The Graphics and Visualization Cluster provides the technical foundations for graduate studies in Computer Graphics and Image Understanding. Areas for further study include Graphics Programming, Rendering and Image Synthesis, Computer Animation and Virtual Reality, Image Processing and Analysis, and Data Visualization.
The Data Management Cluster studies the foundational data management and knowledge discovery challenges prevalent in design, analysis and organization of data. The courses cover general database issues, including database design, database theory, data management and data mining.
This area studies systems formed from multiple cooperating computers. This includes the analysis, design, and implementation of distributed systems, distributed middleware, and computer networking protocols, including security.

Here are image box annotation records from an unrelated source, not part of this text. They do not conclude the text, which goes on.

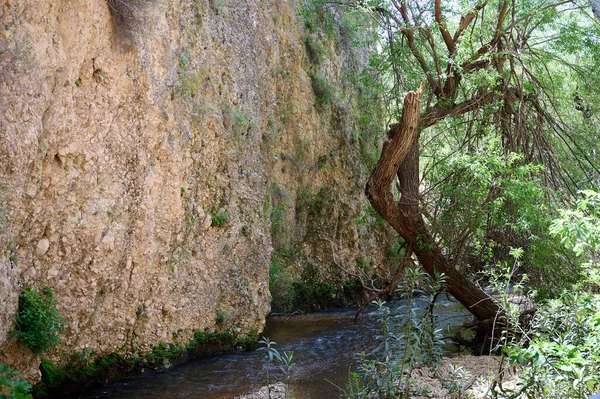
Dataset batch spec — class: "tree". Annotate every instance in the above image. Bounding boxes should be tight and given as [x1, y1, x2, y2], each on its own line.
[310, 0, 600, 328]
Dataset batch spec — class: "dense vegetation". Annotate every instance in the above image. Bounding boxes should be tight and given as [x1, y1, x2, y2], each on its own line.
[303, 0, 600, 398]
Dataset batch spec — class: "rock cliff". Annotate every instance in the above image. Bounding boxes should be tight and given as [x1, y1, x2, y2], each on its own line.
[0, 0, 394, 380]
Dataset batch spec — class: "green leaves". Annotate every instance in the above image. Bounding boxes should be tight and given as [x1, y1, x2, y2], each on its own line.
[0, 364, 32, 399]
[13, 287, 67, 354]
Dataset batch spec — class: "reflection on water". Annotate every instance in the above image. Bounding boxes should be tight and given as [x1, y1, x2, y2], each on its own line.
[74, 300, 467, 399]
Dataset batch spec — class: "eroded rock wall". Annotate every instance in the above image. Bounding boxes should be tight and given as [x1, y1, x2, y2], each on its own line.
[0, 0, 394, 380]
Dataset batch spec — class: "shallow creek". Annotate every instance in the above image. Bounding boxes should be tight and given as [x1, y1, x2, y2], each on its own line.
[71, 298, 468, 399]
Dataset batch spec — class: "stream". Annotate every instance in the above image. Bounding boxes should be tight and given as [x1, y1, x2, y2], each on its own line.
[72, 297, 468, 399]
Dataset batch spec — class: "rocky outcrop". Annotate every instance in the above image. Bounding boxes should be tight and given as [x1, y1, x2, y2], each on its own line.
[0, 0, 394, 379]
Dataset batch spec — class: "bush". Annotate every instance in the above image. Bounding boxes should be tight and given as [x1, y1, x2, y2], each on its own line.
[13, 287, 67, 354]
[505, 191, 600, 399]
[0, 364, 31, 399]
[211, 212, 229, 227]
[309, 72, 333, 106]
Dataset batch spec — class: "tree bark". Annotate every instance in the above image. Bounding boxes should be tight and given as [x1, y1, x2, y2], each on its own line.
[365, 85, 501, 320]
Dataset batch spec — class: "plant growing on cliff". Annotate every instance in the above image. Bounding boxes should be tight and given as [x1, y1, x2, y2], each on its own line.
[258, 337, 294, 399]
[13, 287, 67, 355]
[0, 364, 31, 399]
[308, 72, 334, 106]
[211, 212, 229, 227]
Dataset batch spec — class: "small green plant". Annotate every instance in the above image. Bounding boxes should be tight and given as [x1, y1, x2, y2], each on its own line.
[13, 287, 67, 354]
[0, 364, 31, 399]
[494, 191, 600, 399]
[348, 267, 444, 399]
[258, 337, 294, 399]
[443, 364, 472, 399]
[304, 36, 328, 65]
[217, 310, 227, 323]
[211, 212, 229, 227]
[309, 72, 334, 106]
[271, 205, 285, 233]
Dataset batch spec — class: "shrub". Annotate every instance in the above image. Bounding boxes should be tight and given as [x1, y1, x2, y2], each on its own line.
[211, 212, 229, 227]
[309, 72, 333, 106]
[0, 364, 31, 399]
[13, 287, 66, 354]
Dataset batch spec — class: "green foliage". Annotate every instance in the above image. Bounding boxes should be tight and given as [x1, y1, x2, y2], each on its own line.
[13, 287, 67, 354]
[271, 204, 285, 233]
[258, 337, 295, 399]
[550, 190, 600, 263]
[309, 72, 334, 106]
[506, 286, 600, 399]
[0, 364, 32, 399]
[506, 191, 600, 399]
[304, 36, 329, 65]
[348, 268, 444, 399]
[211, 212, 229, 227]
[217, 310, 227, 323]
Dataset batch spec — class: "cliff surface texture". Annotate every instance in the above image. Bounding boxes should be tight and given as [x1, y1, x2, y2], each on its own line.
[0, 0, 392, 381]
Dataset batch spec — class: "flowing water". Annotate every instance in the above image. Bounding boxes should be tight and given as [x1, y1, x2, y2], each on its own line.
[72, 299, 467, 399]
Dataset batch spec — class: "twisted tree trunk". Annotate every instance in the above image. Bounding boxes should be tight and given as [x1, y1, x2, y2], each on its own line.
[365, 85, 501, 321]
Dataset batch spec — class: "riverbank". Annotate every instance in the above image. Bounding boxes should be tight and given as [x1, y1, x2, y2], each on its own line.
[234, 355, 514, 399]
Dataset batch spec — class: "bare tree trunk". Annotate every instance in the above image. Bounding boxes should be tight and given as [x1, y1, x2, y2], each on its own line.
[365, 85, 501, 321]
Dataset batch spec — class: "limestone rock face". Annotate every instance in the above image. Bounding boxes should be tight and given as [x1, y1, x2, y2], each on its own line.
[0, 0, 392, 379]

Artificial intelligence encompasses the study of algorithms and architectures that enable effective decision making in complex environments. Courses in this cluster cover computer vision, robotics, virtual theater, sensor networks, data mining, document recognition, and the theoretical foundations of decision-making (e.g. Markov chains and the properties of voting protocols).
The Languages and Tools cluster clusters language design and implementation together with architecture and use of software development tools. Students specializing in this cluster can gain a broad understanding of theoretical and applied knowledge.
The Security area spans topics from networking to cryptography to secure databases. By choosing different domains in which to study security students can gain a broad understanding of both theoretical and applied knowledge.
The Theory area studies the fundamentals of computation. These fundamentals include complexity theory to determine the inherent limits of computation and communication and cryptography and the design and analysis of algorithms to obtain optimal solutions within those limits.